The unfortunate reality of today’s world is that drugs are everywhere. Their effects on individual drug users and American culture more broadly vary, but all of them have negative impacts. This article will look at nine commonly abused substances and how they affect people’s bodies, in particular.

1. Alcohol

Many people think that using prescription drugs is the only way someone can develop a substance use disorder. Alcohol is the most commonly abused substance in America, and also one of the most physically damaging.

Alcohol abuse interferes with not just the brain but also all major bodily systems. Heavy drinkers are at greater risk of heart disease, liver failure, pancreatitis, and even cancer. They are also less able to fend off infections.

2. Tobacco

The effects of tobacco on the body are also incredibly deleterious. Most people know that prolonged tobacco use can cause lung cancer. They don’t always realize it also increases the risk of heart disease, stroke, diabetes, COPD, and other types of cancer.

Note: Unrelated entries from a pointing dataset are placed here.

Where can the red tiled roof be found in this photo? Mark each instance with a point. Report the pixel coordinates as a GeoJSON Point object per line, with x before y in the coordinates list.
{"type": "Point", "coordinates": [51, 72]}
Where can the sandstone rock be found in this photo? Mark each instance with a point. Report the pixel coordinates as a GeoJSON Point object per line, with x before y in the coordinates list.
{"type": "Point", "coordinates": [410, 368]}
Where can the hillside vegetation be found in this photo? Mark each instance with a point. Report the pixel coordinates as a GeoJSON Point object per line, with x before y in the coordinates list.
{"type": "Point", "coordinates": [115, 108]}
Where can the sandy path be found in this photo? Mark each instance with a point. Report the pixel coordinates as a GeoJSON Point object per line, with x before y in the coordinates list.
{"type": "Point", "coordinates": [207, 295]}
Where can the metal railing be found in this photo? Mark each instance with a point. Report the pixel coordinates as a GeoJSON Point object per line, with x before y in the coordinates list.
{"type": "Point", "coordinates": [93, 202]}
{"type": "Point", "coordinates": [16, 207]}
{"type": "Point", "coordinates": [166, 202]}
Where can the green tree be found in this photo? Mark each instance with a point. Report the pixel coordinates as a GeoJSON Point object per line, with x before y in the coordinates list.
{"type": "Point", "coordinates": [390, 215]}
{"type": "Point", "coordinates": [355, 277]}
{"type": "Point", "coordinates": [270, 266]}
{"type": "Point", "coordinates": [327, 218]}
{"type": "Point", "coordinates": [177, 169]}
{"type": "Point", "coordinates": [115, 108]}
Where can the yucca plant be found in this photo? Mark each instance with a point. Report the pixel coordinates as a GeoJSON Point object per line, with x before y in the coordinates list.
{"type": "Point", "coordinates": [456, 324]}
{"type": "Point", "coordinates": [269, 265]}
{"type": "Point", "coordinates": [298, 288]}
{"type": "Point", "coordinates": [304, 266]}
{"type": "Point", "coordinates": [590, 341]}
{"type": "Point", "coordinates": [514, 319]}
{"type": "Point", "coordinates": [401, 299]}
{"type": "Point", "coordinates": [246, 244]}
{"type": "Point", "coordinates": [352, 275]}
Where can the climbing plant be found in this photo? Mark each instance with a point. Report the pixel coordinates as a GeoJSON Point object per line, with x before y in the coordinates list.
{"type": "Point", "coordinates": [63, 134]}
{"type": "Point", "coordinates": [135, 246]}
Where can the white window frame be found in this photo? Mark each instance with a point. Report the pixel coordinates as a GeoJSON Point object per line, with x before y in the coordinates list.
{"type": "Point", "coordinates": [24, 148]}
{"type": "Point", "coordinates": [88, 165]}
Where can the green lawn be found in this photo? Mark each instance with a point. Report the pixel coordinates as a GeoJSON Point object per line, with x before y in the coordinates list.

3. Prescription Painkillers

When used responsibly as prescribed, opioid painkillers can help people stay active while managing complex pain from surgeries and other causes. When used in excess, the substances negatively impact the liver, immune system, and heart. Prescription painkiller abuse can cause life-threatening cardiovascular events.

4. Heroin

Heroin is another form of opiate that does not have legal uses in the United States. The drug can cause similar physical issues to prescription painkillers, including liver disease, pulmonary infections, rheumatologic problems, kidney disease, skin abscesses, infections of the heart valves, and chronic constipation.

5. Benzodiazepines

Benzodiazepines like Ativan and Xanax work by altering the release of gamma-aminobutyric acid (GABA), which slows the activity of the nervous system. They slow people’s reflexes, making it difficult to safely perform certain tasks. Severe benzodiazepine abuse can also lead to overdose.

6. Cocaine

Cocaine is a potent central nervous system stimulant, so most users notice a rush of energy. The drug can also cause nausea and vomiting, headaches, confusion, insomnia, seizures, and even heart attack or stroke due to increased blood pressure and heart rate. When people use cocaine over prolonged periods, they can experience hallucinations and confusion due to damage to the nervous system, organ damage from elevated blood pressure, damage to the respiratory system, and malnutrition.

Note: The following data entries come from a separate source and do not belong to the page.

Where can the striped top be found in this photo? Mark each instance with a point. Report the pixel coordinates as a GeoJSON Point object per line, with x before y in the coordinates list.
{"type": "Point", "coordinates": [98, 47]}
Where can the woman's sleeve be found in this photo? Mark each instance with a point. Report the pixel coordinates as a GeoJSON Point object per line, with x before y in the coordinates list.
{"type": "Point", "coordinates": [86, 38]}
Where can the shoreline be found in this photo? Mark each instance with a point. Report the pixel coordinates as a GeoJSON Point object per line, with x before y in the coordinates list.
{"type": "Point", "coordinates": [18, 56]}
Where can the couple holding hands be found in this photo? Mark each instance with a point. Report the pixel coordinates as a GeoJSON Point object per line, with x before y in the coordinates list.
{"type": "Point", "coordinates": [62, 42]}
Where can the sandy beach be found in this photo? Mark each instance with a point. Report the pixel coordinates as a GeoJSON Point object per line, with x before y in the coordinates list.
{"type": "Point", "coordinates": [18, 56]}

7. Prescription Stimulants

Prescription stimulants like Adderall and Ritalin are perceived as being safer than street drugs like cocaine and methamphetamines. They have similar effects, producing extended wakefulness, loss of appetite, and increased energy. Prolonged use can cause dizziness, headaches, tremors, chest pain or palpitations, abdominal pain, vomiting, flushed skin, and excessive sweating.

8. Methamphetamine

Methamphetamine is one of the most common illegal stimulants. People who take it often become hyperexcitable. They may go for prolonged periods without sleep, lose their appetite, and lose weight. Methamphetamine use also causes increased body temperature and erratic heartbeat in the short term.

In the long term, meth users can experience extreme weight loss, severe dental problems, decreased motor skills, skin sores, and other serious physical issues in addition to dramatic mental health problems.

9. Hallucinogenic Drugs

Hallucinogens include natural substances like peyote, mescaline, and psilocybin mushrooms as well as lab-synthesized drugs such as LSD, PCP, and MDMA. Depending on the drug being abused, the physical effects of hallucinogens can include elevated heart rate and blood pressure, nausea, vomiting, and dilated pupils.

All Drugs Can Negatively Impact Health

Drug abuse can have a dramatic negative impact on people’s health, and that impact tends to scale with the level of use. Poly-drug use can also increase the risk of certain physical risks and side effects. Anyone who is using street drugs or abusing prescription drugs should seek help as soon as possible to minimize the damage to their systems.